In vitro digestibility and physicochemical analysis of heat-moisture treated finger millet flour and starch

Abstract

Heat-moisture treatment (HMT) at 110 °C for 6 h (25% moisture content) of finger millet flour (FMF) and starch (FMS) was conducted to assess the effect on their functional, physico-chemical, and in vitro digestibility properties. Water activity (a_w) and pH decreased significantly (p < 0.05) from 0.31 to 0.25 and 6.7 to 6.3 respectively for HMT samples. The oil absorption capacity (OAC), water absorption index (WAI), water solubility index (WSI), and swelling power (SP) also significantly (p < 0.05) increased due to heat-moisture treatments of the samples. The values for the OAC, WAI, WSI, and SP were in the ranges of 1.9–2.5 g g⁻¹, 2.1–10.7 g g⁻¹, 0.14–0.44%, and 3.4–18.4 g g⁻¹, respectively. X-ray diffractometry (XRD) revealed that the HMT-modified samples showed a significant decrease in the relative crystallinity.
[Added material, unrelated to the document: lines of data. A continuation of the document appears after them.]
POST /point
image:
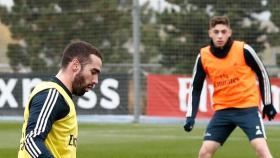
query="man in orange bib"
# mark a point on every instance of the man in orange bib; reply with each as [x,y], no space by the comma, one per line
[234,68]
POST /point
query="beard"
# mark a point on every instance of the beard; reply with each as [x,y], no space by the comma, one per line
[79,85]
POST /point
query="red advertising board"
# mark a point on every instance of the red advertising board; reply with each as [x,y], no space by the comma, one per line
[167,95]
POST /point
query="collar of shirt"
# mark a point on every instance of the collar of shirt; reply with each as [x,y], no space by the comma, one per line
[218,52]
[56,80]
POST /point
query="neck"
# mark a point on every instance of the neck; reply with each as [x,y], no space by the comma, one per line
[64,78]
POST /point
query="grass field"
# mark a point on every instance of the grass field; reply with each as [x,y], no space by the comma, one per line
[143,141]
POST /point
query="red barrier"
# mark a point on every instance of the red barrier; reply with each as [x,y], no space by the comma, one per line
[167,95]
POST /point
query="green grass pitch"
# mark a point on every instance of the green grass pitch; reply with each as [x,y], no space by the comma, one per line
[143,141]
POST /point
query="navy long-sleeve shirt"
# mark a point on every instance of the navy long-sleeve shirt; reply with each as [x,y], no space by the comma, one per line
[42,116]
[252,60]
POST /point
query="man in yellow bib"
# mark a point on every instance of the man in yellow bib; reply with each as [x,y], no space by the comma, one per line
[232,67]
[50,126]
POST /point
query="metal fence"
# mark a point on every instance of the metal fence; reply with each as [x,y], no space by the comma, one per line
[137,38]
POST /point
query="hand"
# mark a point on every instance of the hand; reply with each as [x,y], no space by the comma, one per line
[189,124]
[269,111]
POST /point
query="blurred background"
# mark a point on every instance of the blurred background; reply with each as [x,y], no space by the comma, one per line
[149,48]
[143,43]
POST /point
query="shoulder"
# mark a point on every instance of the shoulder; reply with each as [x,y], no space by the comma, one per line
[50,98]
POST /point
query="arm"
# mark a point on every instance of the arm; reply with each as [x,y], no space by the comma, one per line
[257,66]
[45,108]
[196,87]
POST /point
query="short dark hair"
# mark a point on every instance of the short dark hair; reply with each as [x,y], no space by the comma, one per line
[80,50]
[219,20]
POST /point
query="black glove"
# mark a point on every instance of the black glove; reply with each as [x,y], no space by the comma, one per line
[189,124]
[269,111]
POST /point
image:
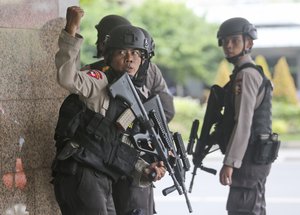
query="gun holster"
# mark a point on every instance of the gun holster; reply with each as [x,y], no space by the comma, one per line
[124,158]
[266,148]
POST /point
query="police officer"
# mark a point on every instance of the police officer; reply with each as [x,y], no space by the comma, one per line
[93,156]
[129,198]
[247,118]
[153,79]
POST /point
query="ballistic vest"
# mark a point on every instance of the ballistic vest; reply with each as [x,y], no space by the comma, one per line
[261,121]
[98,136]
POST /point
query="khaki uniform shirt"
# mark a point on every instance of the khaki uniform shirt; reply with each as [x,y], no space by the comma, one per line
[246,87]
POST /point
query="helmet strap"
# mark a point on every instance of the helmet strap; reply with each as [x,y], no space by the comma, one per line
[235,58]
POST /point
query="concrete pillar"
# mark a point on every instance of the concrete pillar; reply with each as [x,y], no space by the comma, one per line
[29,102]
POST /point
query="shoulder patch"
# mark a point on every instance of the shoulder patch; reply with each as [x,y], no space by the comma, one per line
[95,74]
[86,67]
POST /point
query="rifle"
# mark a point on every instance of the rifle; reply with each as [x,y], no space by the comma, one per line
[157,132]
[206,140]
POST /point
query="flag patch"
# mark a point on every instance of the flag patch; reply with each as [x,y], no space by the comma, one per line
[95,74]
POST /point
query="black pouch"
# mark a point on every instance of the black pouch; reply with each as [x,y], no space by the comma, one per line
[266,148]
[68,166]
[64,163]
[124,158]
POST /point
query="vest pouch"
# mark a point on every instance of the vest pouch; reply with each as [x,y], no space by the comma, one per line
[123,158]
[266,149]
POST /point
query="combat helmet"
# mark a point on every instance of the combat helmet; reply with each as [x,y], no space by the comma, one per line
[235,26]
[105,26]
[151,44]
[125,37]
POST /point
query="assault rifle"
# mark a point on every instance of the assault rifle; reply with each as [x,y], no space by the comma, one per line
[213,116]
[157,134]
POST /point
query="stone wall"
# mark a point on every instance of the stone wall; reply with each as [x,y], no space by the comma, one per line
[29,102]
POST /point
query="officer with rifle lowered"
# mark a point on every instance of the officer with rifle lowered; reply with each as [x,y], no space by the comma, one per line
[239,119]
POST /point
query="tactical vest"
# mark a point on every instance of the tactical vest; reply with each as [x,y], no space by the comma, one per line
[261,121]
[97,136]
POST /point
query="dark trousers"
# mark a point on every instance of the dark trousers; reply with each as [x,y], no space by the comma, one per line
[132,200]
[247,201]
[247,192]
[86,193]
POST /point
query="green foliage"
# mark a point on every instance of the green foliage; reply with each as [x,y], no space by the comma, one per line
[286,118]
[223,73]
[261,60]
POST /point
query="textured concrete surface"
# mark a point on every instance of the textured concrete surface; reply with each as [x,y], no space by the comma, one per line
[29,102]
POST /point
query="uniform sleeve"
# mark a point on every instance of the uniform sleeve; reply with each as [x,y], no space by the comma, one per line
[88,84]
[158,86]
[246,88]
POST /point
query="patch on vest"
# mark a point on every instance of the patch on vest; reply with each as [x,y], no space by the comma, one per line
[238,86]
[95,74]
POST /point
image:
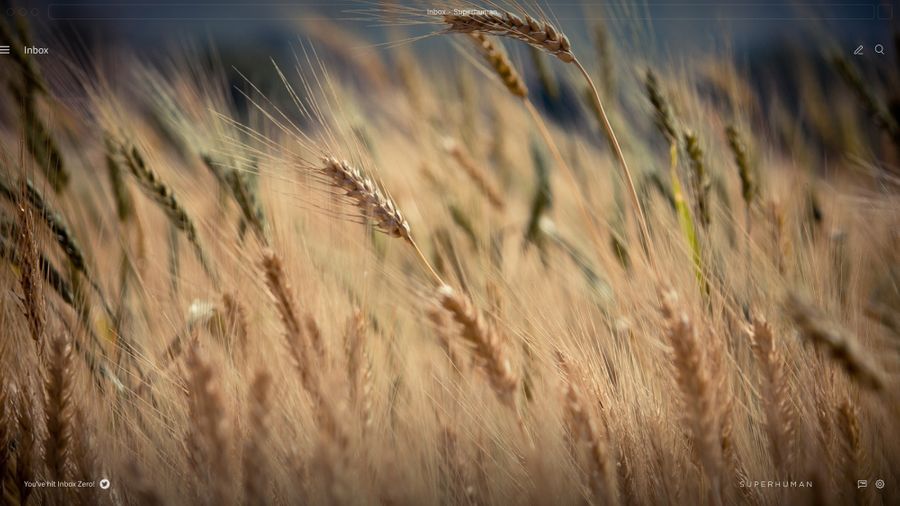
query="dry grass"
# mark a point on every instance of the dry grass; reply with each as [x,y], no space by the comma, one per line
[492,344]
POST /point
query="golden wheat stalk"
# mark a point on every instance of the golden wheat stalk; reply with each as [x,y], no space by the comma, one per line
[841,346]
[485,340]
[582,425]
[165,198]
[57,408]
[372,202]
[254,456]
[692,374]
[781,422]
[544,36]
[499,61]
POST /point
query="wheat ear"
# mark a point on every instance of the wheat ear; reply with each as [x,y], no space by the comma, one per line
[160,193]
[499,61]
[547,38]
[57,408]
[207,439]
[485,340]
[373,203]
[780,413]
[582,425]
[693,377]
[257,431]
[841,346]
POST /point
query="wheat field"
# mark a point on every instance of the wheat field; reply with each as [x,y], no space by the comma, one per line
[383,278]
Scanning electron microscopy (SEM) showed that the FMF sample became clumpier, and the surface of FMS showed more porosity and cracks due to the HMT process. Fourier Transform Infrared (FTIR) spectroscopy indicated the presence of hydroxyl (–OH), alkane (–CH), amine (–NH), carbonyl (–COH), and alkene (CH) functional groups in the regions of 3300–3250, 2930–2850, 1750–1630, 1180–1070, and 930–860 cm⁻¹, respectively. There were no significant changes observed in the number of peaks of the samples due to the HMT process. The rapidly digestible and slowly digestible starch fractions increased significantly (p < 0.05), while the resistant starch fraction decreased due to the HMT process. RDS, SDS, and RS values were in the ranges of 14.3–22.4%, 28.0–60.9%, and 30.9–55.7%, respectively. This study provides a new way of utilizing this starch source for the development of food products and can reduce dependence on other starch sources such as rice and corn.